The elite of the Mexicas or Aztecs practiced cannibalism in certain religious rituals with the
purpose of achieving communion with the divinity. The legs and arms were the most
appreciated parts and the ones that were most frequently consumed, while the hands and
feet were exclusively destined for the high priest and the ruler, as they were the most
appetizing. As for blood, it was never consumed, since it was the exclusive food of the gods.
For their part, warriors could eat human flesh in certain ceremonies.

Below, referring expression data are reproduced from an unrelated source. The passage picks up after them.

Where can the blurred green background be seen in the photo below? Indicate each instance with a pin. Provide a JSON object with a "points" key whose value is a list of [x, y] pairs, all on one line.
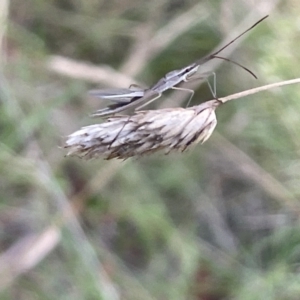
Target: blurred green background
{"points": [[218, 222]]}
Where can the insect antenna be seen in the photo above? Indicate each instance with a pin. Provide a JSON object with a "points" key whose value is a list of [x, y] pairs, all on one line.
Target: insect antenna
{"points": [[236, 63], [215, 54]]}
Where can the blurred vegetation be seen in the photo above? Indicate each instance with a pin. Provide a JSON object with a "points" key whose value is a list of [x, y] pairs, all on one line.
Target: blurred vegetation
{"points": [[219, 222]]}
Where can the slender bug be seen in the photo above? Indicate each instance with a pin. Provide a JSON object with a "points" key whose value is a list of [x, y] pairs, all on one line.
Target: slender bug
{"points": [[126, 98]]}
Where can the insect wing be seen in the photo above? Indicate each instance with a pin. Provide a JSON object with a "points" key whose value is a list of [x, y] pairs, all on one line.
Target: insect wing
{"points": [[116, 108]]}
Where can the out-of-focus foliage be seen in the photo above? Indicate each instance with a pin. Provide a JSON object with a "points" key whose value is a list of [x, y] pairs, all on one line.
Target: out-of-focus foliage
{"points": [[219, 222]]}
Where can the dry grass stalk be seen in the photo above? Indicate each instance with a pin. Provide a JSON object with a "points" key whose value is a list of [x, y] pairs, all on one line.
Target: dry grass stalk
{"points": [[145, 132]]}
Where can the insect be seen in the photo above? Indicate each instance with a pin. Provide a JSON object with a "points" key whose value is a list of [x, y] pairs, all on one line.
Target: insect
{"points": [[126, 98]]}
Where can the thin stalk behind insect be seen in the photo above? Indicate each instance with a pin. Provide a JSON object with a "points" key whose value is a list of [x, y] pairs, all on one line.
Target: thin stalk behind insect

These ceremonies were carried out on specific dates, such as the atlcahualo festivities, a
celebration that took place in the first month of the year in the Mexica calendar, during which
children were sacrificed in honor of the gods of water or rain. . The human offerings were
given to the priests, who carried out the so-called ritual death (violent death), since in this way they contributed the vital energy of the people to the gods. For later, cook said meat and
be eaten.
Looking for food
Various investigations showed that the Aztecs ate human meat to counteract the lack of
animals to domesticate in the region, it is for this reason that the Mexicas interpreted war as
a form of “organized hunting” to obtain food.
This was mainly due to the fact that in the new continent it was difficult to domesticate
animals for later consumption, contrary to what happened in the Old World, causing
Europeans to see this practice with horror.
Although the practices of sacrifice and cannibalism of the Aztecs are still subject to
discussion and controversy, the truth is that the enormous amount of evidence and stories of
the conquerors tell us of a culture that was not only warrior (as had always been proposed)
but also highly spiritual, however much its practices and violence amaze us today.